Kim Jong-Un hat nicht viel Zeit vergeudet, um nach der unterirdischen Explosion einer Wasserstoffbombe nun erneut sein Raketenprogramm voran zu treiben. Dazu hat er am frühen Freitagmorgen Ortszeit auf der koreanischen Halbinsel in der Nähe von Pjöngjang, der nordkoreanischen Hauptstadt, eine Mittelstrecke abgefeuert, die wiederum über Japan hinweg geflogen ist, um nach über 3000 Kilometer im Pazifischen Ozean niederzugehen. 

Erst drei Tage zuvor, am Montag, hatte der Weltsicherheitsrat in New York nochmals verstärkte Sanktionen beschlossen, die einstimmig von allen Staaten, auch von China und Russland verabschiedet wurden.
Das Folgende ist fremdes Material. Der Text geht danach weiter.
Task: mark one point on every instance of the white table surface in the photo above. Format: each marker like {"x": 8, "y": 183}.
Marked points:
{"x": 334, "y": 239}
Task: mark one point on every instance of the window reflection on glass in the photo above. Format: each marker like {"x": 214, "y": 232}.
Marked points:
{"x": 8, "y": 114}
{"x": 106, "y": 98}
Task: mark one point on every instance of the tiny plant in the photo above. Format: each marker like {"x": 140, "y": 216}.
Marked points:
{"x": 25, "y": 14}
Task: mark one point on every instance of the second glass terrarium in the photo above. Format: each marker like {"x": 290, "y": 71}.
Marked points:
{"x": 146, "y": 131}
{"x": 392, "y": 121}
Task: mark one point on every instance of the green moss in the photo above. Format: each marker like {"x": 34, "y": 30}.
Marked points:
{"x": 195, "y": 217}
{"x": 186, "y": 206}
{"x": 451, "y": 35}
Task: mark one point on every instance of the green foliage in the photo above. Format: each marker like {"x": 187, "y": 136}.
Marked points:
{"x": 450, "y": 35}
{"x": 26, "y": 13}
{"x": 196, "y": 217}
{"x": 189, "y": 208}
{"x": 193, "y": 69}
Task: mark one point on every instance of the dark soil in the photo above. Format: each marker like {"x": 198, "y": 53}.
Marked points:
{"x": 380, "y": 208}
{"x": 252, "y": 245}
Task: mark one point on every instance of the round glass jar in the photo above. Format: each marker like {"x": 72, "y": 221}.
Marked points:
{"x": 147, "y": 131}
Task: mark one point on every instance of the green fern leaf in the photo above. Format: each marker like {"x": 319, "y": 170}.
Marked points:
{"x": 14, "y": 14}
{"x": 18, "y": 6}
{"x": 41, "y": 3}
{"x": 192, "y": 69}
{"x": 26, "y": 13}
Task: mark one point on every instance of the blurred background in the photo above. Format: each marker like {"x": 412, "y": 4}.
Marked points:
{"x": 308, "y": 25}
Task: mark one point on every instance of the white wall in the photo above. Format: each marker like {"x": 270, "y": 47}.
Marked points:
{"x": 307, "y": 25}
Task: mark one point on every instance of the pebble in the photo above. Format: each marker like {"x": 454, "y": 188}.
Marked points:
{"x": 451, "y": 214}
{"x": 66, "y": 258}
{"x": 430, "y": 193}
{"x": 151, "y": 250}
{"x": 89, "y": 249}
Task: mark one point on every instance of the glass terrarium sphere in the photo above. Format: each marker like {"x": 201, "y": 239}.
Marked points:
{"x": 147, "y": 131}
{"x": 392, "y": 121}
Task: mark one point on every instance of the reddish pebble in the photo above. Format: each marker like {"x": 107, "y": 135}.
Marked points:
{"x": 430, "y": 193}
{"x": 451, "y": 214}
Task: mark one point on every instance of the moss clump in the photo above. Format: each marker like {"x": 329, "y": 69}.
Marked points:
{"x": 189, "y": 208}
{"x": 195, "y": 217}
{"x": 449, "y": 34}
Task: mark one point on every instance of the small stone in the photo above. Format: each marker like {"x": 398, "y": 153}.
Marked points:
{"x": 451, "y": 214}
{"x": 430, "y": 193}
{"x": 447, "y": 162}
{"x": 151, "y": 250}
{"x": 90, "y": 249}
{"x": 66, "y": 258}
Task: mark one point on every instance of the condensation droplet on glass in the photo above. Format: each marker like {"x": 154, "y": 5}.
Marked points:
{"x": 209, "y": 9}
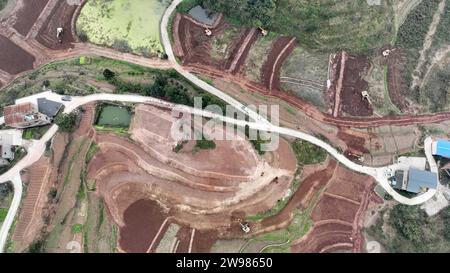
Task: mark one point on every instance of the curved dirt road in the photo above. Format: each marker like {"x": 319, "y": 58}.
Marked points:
{"x": 37, "y": 149}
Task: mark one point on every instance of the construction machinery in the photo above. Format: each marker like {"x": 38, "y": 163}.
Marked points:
{"x": 365, "y": 95}
{"x": 208, "y": 32}
{"x": 245, "y": 226}
{"x": 59, "y": 33}
{"x": 264, "y": 32}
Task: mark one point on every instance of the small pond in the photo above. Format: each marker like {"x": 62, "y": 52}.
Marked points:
{"x": 115, "y": 116}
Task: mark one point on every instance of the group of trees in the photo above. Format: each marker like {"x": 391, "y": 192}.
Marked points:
{"x": 324, "y": 25}
{"x": 167, "y": 85}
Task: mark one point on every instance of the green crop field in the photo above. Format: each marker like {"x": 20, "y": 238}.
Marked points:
{"x": 126, "y": 25}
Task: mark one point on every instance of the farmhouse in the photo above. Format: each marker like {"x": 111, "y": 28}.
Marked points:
{"x": 48, "y": 107}
{"x": 30, "y": 114}
{"x": 441, "y": 148}
{"x": 414, "y": 180}
{"x": 24, "y": 115}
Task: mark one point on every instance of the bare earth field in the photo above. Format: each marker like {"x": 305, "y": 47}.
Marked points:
{"x": 13, "y": 58}
{"x": 339, "y": 214}
{"x": 203, "y": 191}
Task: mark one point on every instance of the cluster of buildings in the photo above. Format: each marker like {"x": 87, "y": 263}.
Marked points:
{"x": 415, "y": 178}
{"x": 22, "y": 115}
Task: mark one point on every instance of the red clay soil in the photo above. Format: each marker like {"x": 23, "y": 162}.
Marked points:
{"x": 396, "y": 85}
{"x": 28, "y": 14}
{"x": 352, "y": 101}
{"x": 204, "y": 240}
{"x": 270, "y": 72}
{"x": 192, "y": 46}
{"x": 142, "y": 222}
{"x": 195, "y": 45}
{"x": 184, "y": 236}
{"x": 330, "y": 207}
{"x": 61, "y": 16}
{"x": 13, "y": 58}
{"x": 355, "y": 144}
{"x": 308, "y": 187}
{"x": 314, "y": 112}
{"x": 235, "y": 64}
{"x": 338, "y": 216}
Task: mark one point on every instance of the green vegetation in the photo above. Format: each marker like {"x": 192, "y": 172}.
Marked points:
{"x": 187, "y": 5}
{"x": 3, "y": 213}
{"x": 93, "y": 149}
{"x": 412, "y": 230}
{"x": 441, "y": 36}
{"x": 19, "y": 153}
{"x": 35, "y": 132}
{"x": 205, "y": 144}
{"x": 437, "y": 89}
{"x": 114, "y": 116}
{"x": 3, "y": 4}
{"x": 281, "y": 240}
{"x": 280, "y": 205}
{"x": 66, "y": 122}
{"x": 125, "y": 25}
{"x": 77, "y": 228}
{"x": 70, "y": 78}
{"x": 324, "y": 25}
{"x": 308, "y": 153}
{"x": 411, "y": 36}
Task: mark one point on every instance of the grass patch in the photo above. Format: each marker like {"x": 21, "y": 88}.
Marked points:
{"x": 93, "y": 149}
{"x": 3, "y": 213}
{"x": 125, "y": 25}
{"x": 411, "y": 230}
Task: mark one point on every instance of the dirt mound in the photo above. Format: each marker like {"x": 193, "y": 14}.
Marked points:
{"x": 270, "y": 73}
{"x": 345, "y": 93}
{"x": 338, "y": 216}
{"x": 142, "y": 222}
{"x": 13, "y": 58}
{"x": 61, "y": 16}
{"x": 194, "y": 192}
{"x": 27, "y": 15}
{"x": 397, "y": 87}
{"x": 192, "y": 46}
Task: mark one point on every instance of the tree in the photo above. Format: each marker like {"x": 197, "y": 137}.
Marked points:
{"x": 66, "y": 122}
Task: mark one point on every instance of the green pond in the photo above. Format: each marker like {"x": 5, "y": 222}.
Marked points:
{"x": 114, "y": 116}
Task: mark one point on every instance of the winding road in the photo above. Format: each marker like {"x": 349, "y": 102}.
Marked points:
{"x": 37, "y": 147}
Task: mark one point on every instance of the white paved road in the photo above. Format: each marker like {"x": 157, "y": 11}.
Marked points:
{"x": 191, "y": 77}
{"x": 37, "y": 148}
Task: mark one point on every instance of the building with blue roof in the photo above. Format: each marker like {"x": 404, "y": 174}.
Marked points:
{"x": 420, "y": 181}
{"x": 415, "y": 180}
{"x": 441, "y": 148}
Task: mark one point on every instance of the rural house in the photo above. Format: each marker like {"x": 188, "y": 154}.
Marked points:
{"x": 24, "y": 115}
Zwar musste der ursprüngliche Antrag der USA auf ein vollständiges Embargo der Öllieferungen seitens Chinas und die Beendigung von nordkoreanischen Gastarbeitern in Russland abgemildert werden, man hat dies für zukünftige Maßnahmen vorgesehen und die Öllieferungen sollen gedeckelt werden und neue Verträge für Nordkoreaner die in Russland arbeiten wollen, soll es zukünftig nicht mehr geben, aber die Tatsache, dass China und Russland dem abgeschwächten Antrag der USA zugestimmt haben, zeigt, dass das Vorgehen Kim Jong-Un´s auch von diesen Regierungen als gefährlich und nicht akzeptabel angesehen wird.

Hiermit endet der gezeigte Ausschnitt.